Mais sur le terrain, on est loin, très loin, du bouillonnement et de la fraîcheur des mouvements en cours de construction à Madrid, Séville ou Barcelone. Comme si le copier-coller des mobilisations espagnoles, via les réseaux sociaux, ne suffisait pas tout à fait à enclencher une dynamique.

Un été indigné, en France, est-il à portée de main? A quoi pourrait ressembler ce mouvement, qui prendrait la#spanish revolution en marche, tout en y intégrant les réalités hexagonales?

En Espagne, le «15-M» n'est pas un mouvement aussi spontané qu'il n'en a l'air. Il a surgi grâce au travail au long cours d'une poignée de collectifs qui se sont mis, poussés par la gravité de la crise, à dialoguer ensemble, à distance des partis politiques et des syndicats (lire notre article sur la généalogie du mouvement).

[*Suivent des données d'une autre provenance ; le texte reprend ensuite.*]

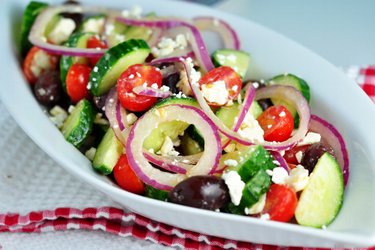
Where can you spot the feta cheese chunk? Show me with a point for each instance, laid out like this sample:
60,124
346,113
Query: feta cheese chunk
216,92
257,207
298,178
62,31
58,116
95,25
167,149
167,45
279,175
310,138
250,129
235,185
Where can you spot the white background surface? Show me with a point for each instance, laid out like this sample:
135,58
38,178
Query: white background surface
339,31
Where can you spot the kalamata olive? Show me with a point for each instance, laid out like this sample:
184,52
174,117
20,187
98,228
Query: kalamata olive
265,103
313,153
171,82
76,17
207,192
47,89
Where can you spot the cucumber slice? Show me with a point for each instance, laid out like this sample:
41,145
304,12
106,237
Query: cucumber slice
321,200
115,61
294,81
76,40
195,135
249,161
171,129
236,59
30,14
78,125
109,151
94,24
190,146
156,194
228,113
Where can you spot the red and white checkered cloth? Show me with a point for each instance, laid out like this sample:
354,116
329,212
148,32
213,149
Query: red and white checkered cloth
116,221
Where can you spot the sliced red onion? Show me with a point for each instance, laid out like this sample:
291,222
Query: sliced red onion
227,33
295,98
249,98
116,116
141,129
335,140
278,157
38,39
196,40
167,164
151,92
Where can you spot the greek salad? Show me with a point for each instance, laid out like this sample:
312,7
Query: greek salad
140,95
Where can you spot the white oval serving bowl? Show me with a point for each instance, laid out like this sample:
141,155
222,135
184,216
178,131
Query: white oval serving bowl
334,97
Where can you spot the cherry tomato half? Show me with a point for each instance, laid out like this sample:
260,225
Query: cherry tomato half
37,62
281,203
290,155
77,79
95,43
126,178
277,123
134,76
233,82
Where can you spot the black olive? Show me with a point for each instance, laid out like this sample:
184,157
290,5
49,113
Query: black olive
47,89
313,153
207,192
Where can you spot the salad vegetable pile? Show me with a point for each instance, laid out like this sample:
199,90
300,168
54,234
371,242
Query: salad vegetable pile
143,99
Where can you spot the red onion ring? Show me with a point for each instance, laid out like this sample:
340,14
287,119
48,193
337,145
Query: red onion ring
151,92
278,157
227,33
37,38
249,98
197,43
116,116
334,139
163,180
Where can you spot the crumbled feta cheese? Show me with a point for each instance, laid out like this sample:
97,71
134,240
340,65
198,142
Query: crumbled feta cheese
257,207
298,178
235,185
58,116
62,31
279,175
167,45
100,120
265,217
154,86
250,129
167,148
299,156
90,154
41,62
230,148
215,92
231,163
131,118
94,25
136,12
164,88
310,138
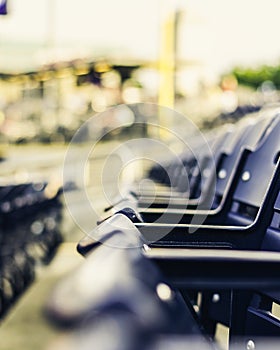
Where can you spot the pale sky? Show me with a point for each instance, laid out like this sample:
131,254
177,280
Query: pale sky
218,33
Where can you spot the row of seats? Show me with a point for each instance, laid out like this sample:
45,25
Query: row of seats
165,270
30,218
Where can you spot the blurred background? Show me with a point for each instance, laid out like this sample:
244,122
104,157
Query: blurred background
63,62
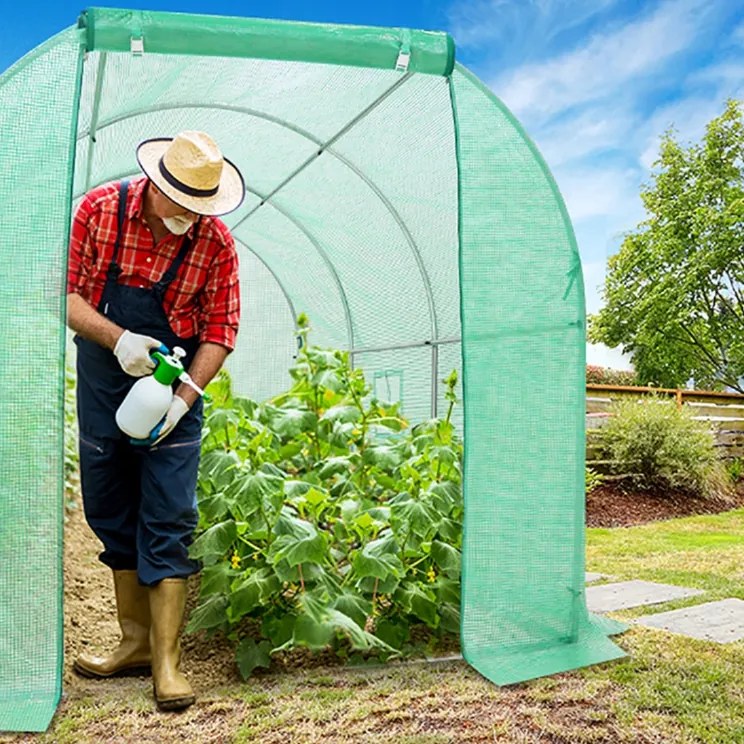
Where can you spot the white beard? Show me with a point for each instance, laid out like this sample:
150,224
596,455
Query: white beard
177,225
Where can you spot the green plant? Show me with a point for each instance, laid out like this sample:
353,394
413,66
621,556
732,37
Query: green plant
593,479
657,444
606,376
324,518
72,469
735,469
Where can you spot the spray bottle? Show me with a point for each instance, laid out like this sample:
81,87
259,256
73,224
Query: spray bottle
150,397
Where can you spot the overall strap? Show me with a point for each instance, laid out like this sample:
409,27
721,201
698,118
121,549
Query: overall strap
164,282
114,269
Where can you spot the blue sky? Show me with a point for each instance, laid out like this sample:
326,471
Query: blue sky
595,82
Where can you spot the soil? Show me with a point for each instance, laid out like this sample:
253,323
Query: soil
90,620
614,504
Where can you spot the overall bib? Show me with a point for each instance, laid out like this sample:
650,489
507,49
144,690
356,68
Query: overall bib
139,501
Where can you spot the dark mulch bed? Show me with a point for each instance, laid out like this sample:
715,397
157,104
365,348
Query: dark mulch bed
615,504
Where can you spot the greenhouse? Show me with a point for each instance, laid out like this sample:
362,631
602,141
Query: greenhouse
394,200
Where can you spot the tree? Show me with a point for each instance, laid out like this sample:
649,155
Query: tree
674,293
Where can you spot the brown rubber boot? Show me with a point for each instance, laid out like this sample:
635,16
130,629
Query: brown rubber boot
167,606
132,656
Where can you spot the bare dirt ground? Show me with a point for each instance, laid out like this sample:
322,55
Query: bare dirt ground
306,698
617,505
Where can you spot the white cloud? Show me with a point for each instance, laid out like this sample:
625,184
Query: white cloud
599,69
522,26
597,191
595,129
687,117
602,356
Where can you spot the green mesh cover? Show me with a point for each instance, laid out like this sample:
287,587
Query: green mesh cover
38,110
403,209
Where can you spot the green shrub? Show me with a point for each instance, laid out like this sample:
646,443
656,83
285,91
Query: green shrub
72,465
593,479
658,445
606,376
735,469
325,520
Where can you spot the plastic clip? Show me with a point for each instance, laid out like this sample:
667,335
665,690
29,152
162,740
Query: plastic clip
137,46
404,55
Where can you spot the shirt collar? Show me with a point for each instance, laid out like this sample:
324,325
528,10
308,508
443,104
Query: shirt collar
136,202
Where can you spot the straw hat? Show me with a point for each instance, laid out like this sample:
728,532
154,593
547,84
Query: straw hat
190,170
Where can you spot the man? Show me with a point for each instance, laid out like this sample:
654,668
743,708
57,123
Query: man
150,265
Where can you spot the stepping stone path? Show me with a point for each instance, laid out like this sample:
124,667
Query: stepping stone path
625,594
590,577
721,621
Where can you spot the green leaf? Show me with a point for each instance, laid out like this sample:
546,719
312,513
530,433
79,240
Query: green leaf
211,613
333,466
216,579
343,414
418,601
213,543
359,637
354,606
312,633
445,496
446,557
219,466
393,632
450,530
386,457
214,508
294,489
420,516
324,358
449,618
384,586
349,508
278,630
290,450
310,548
252,592
253,491
291,422
378,559
447,590
250,655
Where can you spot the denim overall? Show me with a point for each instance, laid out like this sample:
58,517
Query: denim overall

De Jeudi noir à l'Appel des appels, des enseignants «désobéisseurs» aux «citoyens résistants», de Sauvons la recherche à La quadrature du Net, Mediapart a interrogé des collectifs qui se sont invités ces dernières années dans le débat français, pour défendre, pour le dire vite, les fondements d'un Etat démocratique et social mis à mal par la crise. Ils dessinent à leur manière les contours, fragiles, de ce que pourrait devenir un «15-M» français.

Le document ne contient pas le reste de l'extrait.